Huysman's Des Esseintes wants to experience a continual state of exaltation in all his private doings. A wonder at certain sublime works of art and artifice and a fond reminiscence of past literary and social adventures, are his principal occupations. The decorations of his palace of art he chooses with forethought and sophisticated analysis, and yet he seems to regard them somehow as outside the realm of choice or personal taste, their aesthetic value existing innately. His chore, then, is not to challenge his palate with styles and sensations he will grow to admire, but rather to identify and isolate those stimuli which leave an immediate and a recurring impression upon him, because of, as it were, some predetermined aesthetic quality. He considers particular colors tied inextricably to certain personality types; he believes in an olfactory language, whose grammar and vocabulary he merely need learn in order to decipher the fixed poetry of smells; flowers to him seem to carry a sort of social class with them, so that flowers of a certain kind should be revered while others reviled. His intense aesthetic selectivity deludes him into believing in some universal doctrine of natural aesthetic laws. He can even anticipate precisely what effect a certain stimulus will have upon him at a certain time of day under certain weather conditions, based upon his past experience of it.

At first he had thought of some opals and hydrophanes; but these stones, interesting for their hesitating colors, for the evasions of their flames, are too refractory and faithless; the opal has a quite rheumatic sensitiveness; the play of its rays alters according to the humidity, the warmth or cold; as for the hydrophane, it only burns in water and only consents to kindle its embers when moistened. [Ch.5]

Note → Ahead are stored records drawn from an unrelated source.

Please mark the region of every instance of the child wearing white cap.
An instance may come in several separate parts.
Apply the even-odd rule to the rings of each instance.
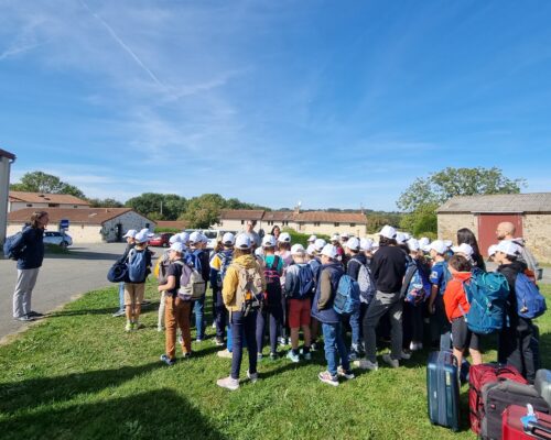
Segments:
[[[333,308],[338,280],[343,274],[343,265],[337,261],[337,249],[333,244],[325,245],[322,250],[322,270],[312,304],[312,316],[322,322],[327,361],[327,370],[320,373],[317,377],[323,383],[333,386],[338,386],[338,376],[354,378],[343,337],[341,316]],[[338,366],[338,358],[341,358],[341,366]]]

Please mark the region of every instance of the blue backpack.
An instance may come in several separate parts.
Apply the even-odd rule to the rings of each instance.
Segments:
[[[128,278],[131,283],[143,283],[145,279],[147,261],[145,252],[138,252],[136,250],[130,250],[128,254]]]
[[[333,310],[338,315],[350,316],[359,309],[359,286],[349,275],[344,274],[338,280]]]
[[[299,297],[307,298],[314,293],[314,271],[310,264],[299,265]]]
[[[538,286],[522,273],[517,275],[515,292],[517,294],[517,307],[520,317],[528,319],[538,318],[548,309],[545,298],[540,294]]]
[[[471,305],[467,314],[462,310],[468,329],[477,334],[501,330],[509,297],[507,278],[495,272],[475,272],[471,283],[464,283],[463,287]]]
[[[15,235],[8,237],[3,243],[3,255],[7,258],[19,260],[24,250],[23,231],[18,232]]]

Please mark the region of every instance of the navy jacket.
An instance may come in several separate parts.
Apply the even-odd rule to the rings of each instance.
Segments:
[[[331,279],[331,299],[326,302],[325,307],[320,310],[317,304],[322,294],[322,276],[327,271]],[[324,264],[320,270],[320,279],[315,289],[314,301],[312,304],[312,316],[322,323],[337,323],[341,317],[333,309],[333,301],[337,293],[338,280],[344,274],[343,265],[341,263]]]
[[[25,246],[18,260],[18,268],[37,268],[44,260],[44,230],[42,228],[25,228],[23,230],[23,245]]]

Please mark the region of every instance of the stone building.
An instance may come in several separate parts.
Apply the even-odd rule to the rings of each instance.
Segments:
[[[534,256],[551,262],[551,193],[454,197],[436,213],[440,239],[455,242],[457,230],[468,228],[486,255],[497,241],[497,224],[510,221]]]

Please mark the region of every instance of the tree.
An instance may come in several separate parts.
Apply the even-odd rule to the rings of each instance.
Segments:
[[[78,198],[86,198],[76,186],[62,182],[60,177],[43,172],[25,173],[21,182],[10,185],[13,191],[29,191],[43,194],[68,194]]]
[[[452,168],[447,167],[426,178],[417,178],[397,205],[403,211],[415,211],[420,206],[442,205],[454,196],[485,194],[518,194],[526,186],[525,179],[510,179],[499,168]]]

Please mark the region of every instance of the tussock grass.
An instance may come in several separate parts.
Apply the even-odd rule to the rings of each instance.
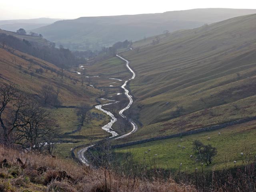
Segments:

He is a scientist of aesthetics, searching for laws, developing machines, all of his pursuits directed toward becoming a god over his own feelings. Yet because of his scientific attitude, he regards those things which do not appeal to him as inherently flawed, as aesthetically and even morally base because they do not conform to his taste. And so he reacts to them with the nausea and devastation one might experience in witnessing a person grow up inside-out. They ugly not only to him, but to the natural order of things.

The very sight of certain faces made him suffer. He considered the crabbed expressions of some, insulting. He felt a desire to slap the fellow who walked, eyes closed, with such a learned air; the one who minced along, smiling at his image in the window panes; and the one who seemed stimulated by a whole world of thought while devouring, with contracted brow, the tedious contents of a newspaper.

Such an inveterate stupidity, such a scorn for literature and art, such a hatred for all the ideas he worshipped, were implanted and anchored in these merchant minds, exclusively preoccupied with the business of swindling and money-making, and accessible only to ideas of politics Ñ that base distraction of mediocrities — that he returned enraged to his home and locked himself in with his books. [Ch.3]

Des Esseintes's retreat into his palace of art is destructive to him and to those with whom he interacts, not because of its illusiveness or lack of substance, but because of the egotism it generates in his opinion of the world.

Questions

1. Des Esseintes simulates certain experiences like travel, artificially inducing its impressions and sensations without ever leaving the room. Similarly, the entire world of art in which he immerses himself is one of mimicry, representation, and artifice, but one that nevertheless generates genuine feelings. How does Des Esseintes (and how does Huysman) deal with the distinction between reality and artificiality?

2. Man is depicted here in many ways as above the natural world, manipulating it in order to create an ideal home and lifestyle. Within the old, dreary world he fashions a new and stimulating world of his own. And yet, though he approaches a God-like role, he is not a creator but only a mimic. He does not create new images, new sensations, but only heightens or warps preexisting ones. In what ways does the artifice in the book challenge or overcome nature, and in what ways does it merely participate in and perpetuate it?

3. A condition of the palace of art is solitude, since it represents the embodiment of one's personal aesthetic. How does Des Esseintes relate to other characters in the book? Are there any with whom he identifies?

4. What is Huysman's attitude toward Des Esseintes and the world he inhabits?